GCP/Dataproc/BigQuery/Data Studio/Apache Spark/Amazon S3/Climatology/Climate Change
Explore & Visualize 200+ Years of Global Temperature
Visualize observable changes in global temperature using NOAA’s historical weather data, Apache Spark, BiqQuery, and Data Studio
--
We have all read about and experienced the effects of climate change every day around us. We have seen numbers like: The current global average temperature is 0.85ºC higher than it was in the late 19th century, and each of the past three decades has been warmer than any preceding decade since records began in 1850*.

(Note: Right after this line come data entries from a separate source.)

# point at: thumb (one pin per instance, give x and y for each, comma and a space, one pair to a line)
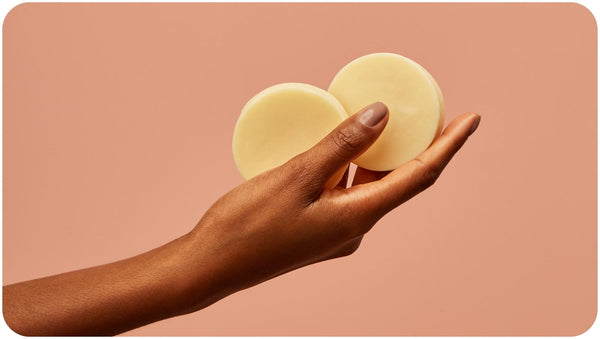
347, 141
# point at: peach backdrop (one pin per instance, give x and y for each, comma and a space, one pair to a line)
118, 121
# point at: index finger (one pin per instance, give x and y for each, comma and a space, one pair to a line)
415, 176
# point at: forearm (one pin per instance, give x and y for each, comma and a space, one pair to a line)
112, 298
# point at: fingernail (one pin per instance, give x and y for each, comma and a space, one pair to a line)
475, 124
373, 114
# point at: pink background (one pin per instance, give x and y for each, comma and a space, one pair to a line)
118, 121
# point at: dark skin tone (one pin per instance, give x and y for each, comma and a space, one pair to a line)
277, 222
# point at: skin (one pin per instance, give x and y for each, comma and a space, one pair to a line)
277, 222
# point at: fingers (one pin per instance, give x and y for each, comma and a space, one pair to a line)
415, 176
344, 181
350, 139
364, 176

I got curious about how climatologists determine these numbers. There is a whole lot of research going on in this area. I came across one important weather dataset from NOAA that is widely used in research.
In this blog, I will explain how I performed some simple analysis and visualized important patterns from NOAA’s historical weather data.
There are lots of insights that can be gained from this dataset. Keep reading to learn how you can do your own weather analyses using free cloud resources and open source technologies.
Prerequisite:
We will need AWS credentials to read from a public S3 bucket, as well as a GCP account to analyze the dataset on Google cloud.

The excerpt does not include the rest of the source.